Following up on its decision last December to engage the Eritrean government, the European Union (EU) recently signed a cooperation agreement involving the provision of €200 million in development assistance to the regime. Scheduled to be disbursed over the next five years, the aid package is intended to stem the flow of Eritrean refugees to Europe purportedly by stimulating economic growth and expanding employment opportunities in the country. The news elicited strong reactions from both sides of Eritrea’s political divide: supporters and opponents of the regime. Given Eritrea’s small population and feeble economy, the size of the aid package cannot be trivialized. Nor can one underestimate the socio-economic dividends that would be generated if the funds were to be faithfully utilized for the intended purpose. And so, there seems to be not much disagreement between the two political groups on these aspects of the aid package.
Where a strong disagreement arises between the parties is in their perceptions of what impact, if any, EU’s financial support will have on Eritrean government’s image/status in the international political arena. The regime and its supporters see the aid package as a major political victory over their opponents and as a step toward breaking out of their international isolation. Within the opposition movement, on the other hand, the EU initiative is regarded as being at odds with prevailing international political opinion on Eritrea. As regards their own political struggle, opposition activists view the event as nothing more than a mere setback – even that, only insofar as international advocacy efforts fell short of thwarting the EU decision.
Beyond that, the Union’s move to engage the regime can hardly render the latter any less illegitimate or inhumane than it really is. A fight continues to be waged to have criminality level and accountability established for the regime’s documented human rights violations. That struggle is firmly grounded in recent UN indictments of the regime and in the international political consensus that is growing around them. As such, it will not be deterred by an aberrant EU decision premised neither on uniformity of policy nor on unanimity of purpose of its membership.
Current political analyses and expert opinions consistently portray an EU that is in crisis and inevitably heading towards disintegration. A discussion of the institutional and structural weaknesses of such a troubled organization and attendant political/economic management ramifications is beyond the scope of this essay (It should suffice, in this regard, to refer interested readers to some recent articles on the subject). This essay instead focuses on the question of how the EU came to take a hypocritical decision which negates the “principled” position that Europe professes in matters of democracy and human rights in the world. The Union claims that its decision to engage the Eritrean regime was predicated on the need to stem the flow of Europe-bound migration. It is therefore instructive to consider this claim in the context of EU’s overall performance in the ongoing efforts to manage the continent’s refugee crisis.
EU’s Growing Irrelevance
As refugee influx into Europe reached a crisis level in 2014, the EU failed to develop a collective policy framework for effective management of the problem. It was unable to issue plans and guidelines that could engage member states in a coordinated implementation of a common strategy. In the absence of such a unified EU-led response to the crisis, states decided to take unilateral measures they believed would help check inflow of refugees across their respective borders.

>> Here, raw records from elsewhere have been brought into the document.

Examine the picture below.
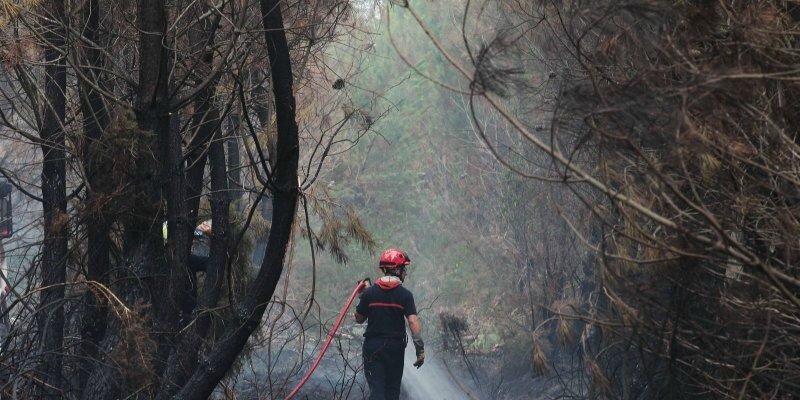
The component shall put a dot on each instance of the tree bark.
(248, 313)
(54, 196)
(95, 122)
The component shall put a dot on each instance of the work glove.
(420, 359)
(419, 347)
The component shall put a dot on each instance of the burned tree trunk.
(248, 313)
(54, 199)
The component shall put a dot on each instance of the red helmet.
(394, 258)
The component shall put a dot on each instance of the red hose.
(328, 341)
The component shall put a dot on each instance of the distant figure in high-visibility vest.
(386, 306)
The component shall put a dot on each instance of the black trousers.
(383, 366)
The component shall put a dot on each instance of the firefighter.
(385, 306)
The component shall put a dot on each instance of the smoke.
(431, 381)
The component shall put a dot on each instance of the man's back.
(386, 305)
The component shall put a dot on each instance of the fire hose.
(303, 381)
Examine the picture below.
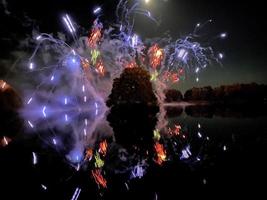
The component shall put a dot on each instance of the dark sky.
(244, 21)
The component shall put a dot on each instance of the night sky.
(244, 21)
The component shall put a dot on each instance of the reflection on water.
(201, 150)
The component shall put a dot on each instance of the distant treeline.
(225, 94)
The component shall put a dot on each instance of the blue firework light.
(70, 80)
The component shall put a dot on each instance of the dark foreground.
(228, 159)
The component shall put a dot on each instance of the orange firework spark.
(161, 153)
(131, 65)
(100, 68)
(156, 55)
(94, 37)
(103, 147)
(175, 131)
(99, 179)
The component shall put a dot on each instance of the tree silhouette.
(132, 87)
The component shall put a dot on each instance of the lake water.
(197, 151)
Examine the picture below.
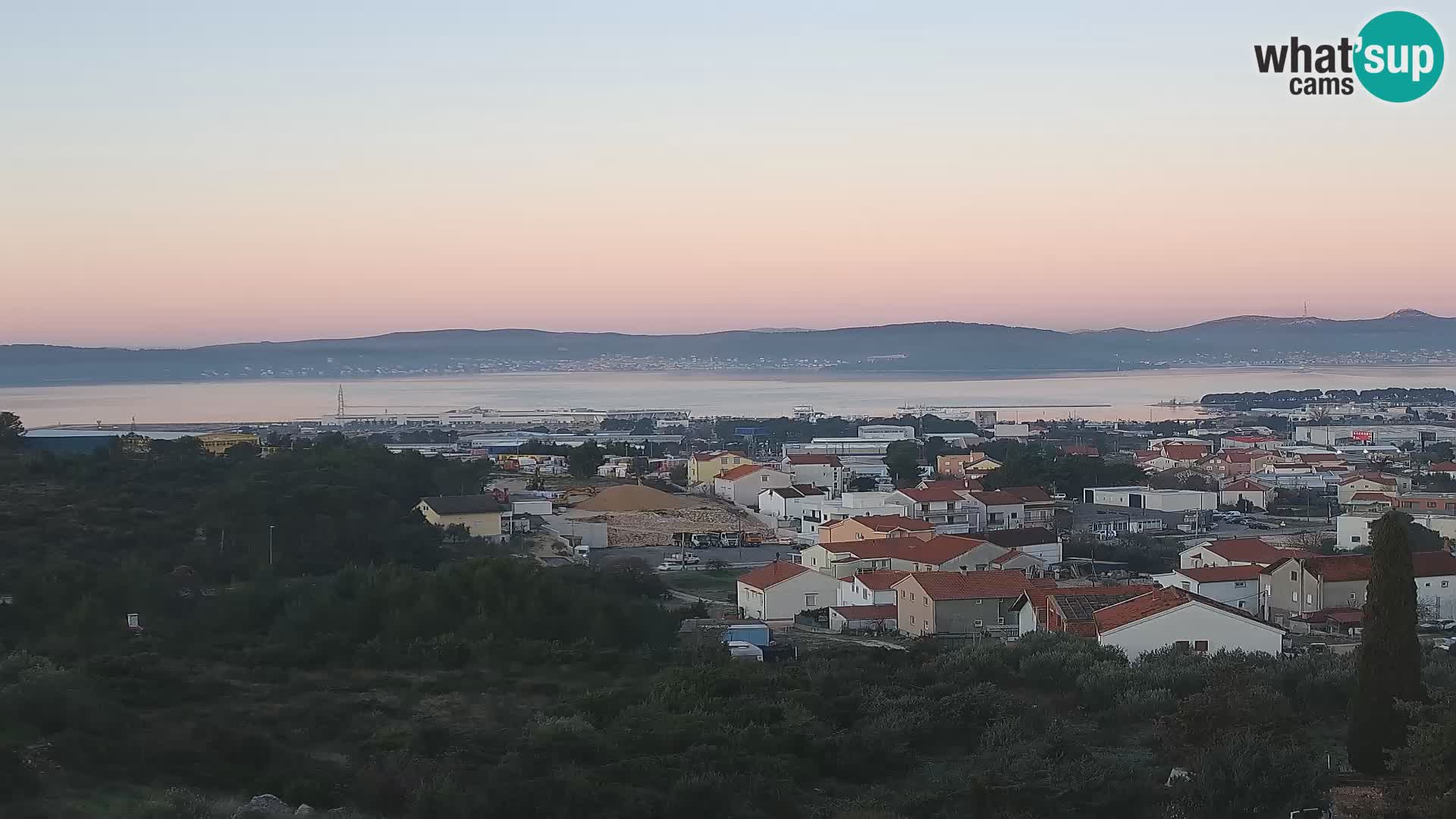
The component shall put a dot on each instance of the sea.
(1141, 395)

Member countries adopted policy decisions that ranged from welcoming refugee (e.g., Germany, Sweden) at the liberal end to erecting razor-wire fencing along their borders (e.g., Hungary, Slovenia) at the xenophobic end of the policy spectrum. Others like Denmark, Britain, Norway and Finland took an intermediate policy approach which afforded them the liberty of turning away and deporting refugees from their territories. The policy often entailed unscrupulously misrepresenting the cause of migration in order to label the majority of migrants as economic refugees who are not entitled to protected status, hence are deportable.
As the refugee crisis deepened, shifts in popular political sentiments forced governments to introduce policy changes that severely limit, if not altogether prohibit, migrant entry. Presently, even the most liberal of countries have reinstated internal border controls that require migrants to carry valid identification/travel documents to gain entry! Thus, EU’s failure to provide effective leadership in managing the crisis inevitably opened the way for unilateralism in Europe. This also led to reversal of policies (e.g., Schengen Convention) once considered symbols of European integration, and contributed to rapid erosion of respect for EU’s institutions. As a result, EU has by all accounts become a crumbling entity unable to ensure its own survival much less command the loyalty of its member states.
Europe’s Input to UN Resolutions on Eritrea
As a regional block, Europe is fairly well represented in all organs, agencies and forums of the UN system. One such agency is the 47-member UN Human Rights Council (UNHRC) whose membership has an equitable geographical distribution and to which states are elected on a rotational basis for a three-year term by the General Assembly. The (eastern and western) European block is represented in the Council by 13 states out of which at least eight are also members of the EU. Put differently, at least a quarter of the 28 members of the EU sit in the UNHRC in any given year.
This sizeable European representation was in place throughout the period 2012-2015 when the UN Special Rapporteur’s periodic reports on Eritrea were sequentially approved by the Council. That was also the case when the Council approved the June 2015 COIE report, condemned Eritrea’s government for the documented rights abuses and extended the mandate of the COIE until October 2016 – all by consensus!
Likewise, at the 70th Session of the UN General Assembly’s Third Committee held in October 2015, European country delegations and a Special Representative of the EU took part in interactive dialog with the COIE which culminated in the Committee’s endorsement of the report on Eritrea. As such, all the declarations and resolutions that these world bodies passed on Eritrea are as much EU decisions at they are the UN’s.
The factual account presented in the preceding sections of this essay raises fundamental questions of how the EU came to decide on supporting an autocratic regime under an international indictment for gross human rights violations. Specifically, was this the work of the “unaccountable technocrats” in the EU’s “Brussels bureaucracy” desperate to claim credit for anything that resembled a “success” after having dragged the organization from one crisis to another for so long? Or was this pushed by few powerful states intent on using the EU as a front for furthering their national interests taking advantage of the indifference of most member states and their preoccupation with tackling the refugee problem at home? And how is it that the EU dithered for nearly a year before deciding in favor of putting out a small “emigration fire” in Eritrea while an “emigration inferno” raged uncontrollably in the Middle East and across Europe?
Inevitably, time will provide answers to these “who” and “how” questions of the case. Still, there remains an even bigger question of “why” the EU took the decision it did, and whether the real reason(s) for the decision lie hidden below the cloak of “stemming migration”! That’s an issue that will have to be tackled in another article.